Du rififi en Laponie

C’est la veille de noël en Laponie. Les lutins finissent les derniers préparatifs pour la grande course annuelle. Il s’agit de distribuer le plus de cadeaux possible aux enfants  du monde entier en une nuit. Le gagnant remporte un billet de collection du pays qu’il a traversé et peut décider du renne qui l’accompagnera le noël suivant. Rodolphe est toujours le premier choisi car son nez rouge comme un lampion permet de se déplacer plus facilement dans l’obscurité et le brouillard, sans se perdre en chemin.

Le chronomètre géant installé dans l’atelier indique le temps restant avant le départ.

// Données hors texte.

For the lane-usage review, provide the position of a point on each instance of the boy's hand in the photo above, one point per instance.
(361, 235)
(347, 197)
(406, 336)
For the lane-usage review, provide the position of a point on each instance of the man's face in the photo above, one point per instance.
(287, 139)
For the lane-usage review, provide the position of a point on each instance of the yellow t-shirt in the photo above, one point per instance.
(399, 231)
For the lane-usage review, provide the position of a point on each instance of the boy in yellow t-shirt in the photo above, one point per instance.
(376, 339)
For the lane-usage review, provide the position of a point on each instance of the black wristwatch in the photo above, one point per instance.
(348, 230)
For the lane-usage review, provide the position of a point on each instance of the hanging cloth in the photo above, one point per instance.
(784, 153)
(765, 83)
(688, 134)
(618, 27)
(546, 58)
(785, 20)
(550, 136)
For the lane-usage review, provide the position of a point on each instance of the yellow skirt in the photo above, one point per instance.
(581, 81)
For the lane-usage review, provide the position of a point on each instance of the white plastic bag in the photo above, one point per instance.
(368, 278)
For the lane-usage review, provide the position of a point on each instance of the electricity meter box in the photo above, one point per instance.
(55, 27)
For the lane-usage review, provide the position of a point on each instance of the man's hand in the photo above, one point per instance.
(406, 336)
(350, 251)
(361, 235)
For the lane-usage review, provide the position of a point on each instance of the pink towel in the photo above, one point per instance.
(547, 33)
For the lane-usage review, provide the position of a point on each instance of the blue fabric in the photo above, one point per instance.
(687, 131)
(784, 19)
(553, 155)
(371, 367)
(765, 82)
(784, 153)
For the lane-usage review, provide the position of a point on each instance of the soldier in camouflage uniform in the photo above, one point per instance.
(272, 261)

Les lutins s’affairent, enfournant des milliers de cadeaux emballés dans leur hotte magique. Tout doit être prêt avant l’arrivée du Père Noël. Ils discutent, tout excités à l’approche du grand moment. Elon, un lutin bagarreur qui veut toujours remporter la course, se plaint sans cesse que les parcours ne sont pas équitables.

-Où aimerais-tu distribuer cette année ? demande-t-il à Léon qui emballe maladroitement un joli stylo-plume.

-J’espère tomber sur un petit pays, répond ce dernier. Léon se mord la lèvre pour mieux se concentrer.

-Moi aussi ! L’année dernière je suis tombée sur les Etats-Unis et j’ai fini dernière, intervient Lena, une jolie rouquine.

-Ne te plains pas, fait Elon, moi j’ai eu la Chine. J’ai dû porter deux huttes. Je n’aime pas ce tirage au sort, c’est toujours les mêmes qui ont les petits pays. Je vous parie que Noël tombera encore sur le Luxembourg cette année. C’est le chouchou et il gagne toujours.

– Il a le traineau de Rodolphe, alors évidement il a toutes ses chances, explique Léon, qui a du mal à se dépatouiller avec le rouleau de scotch.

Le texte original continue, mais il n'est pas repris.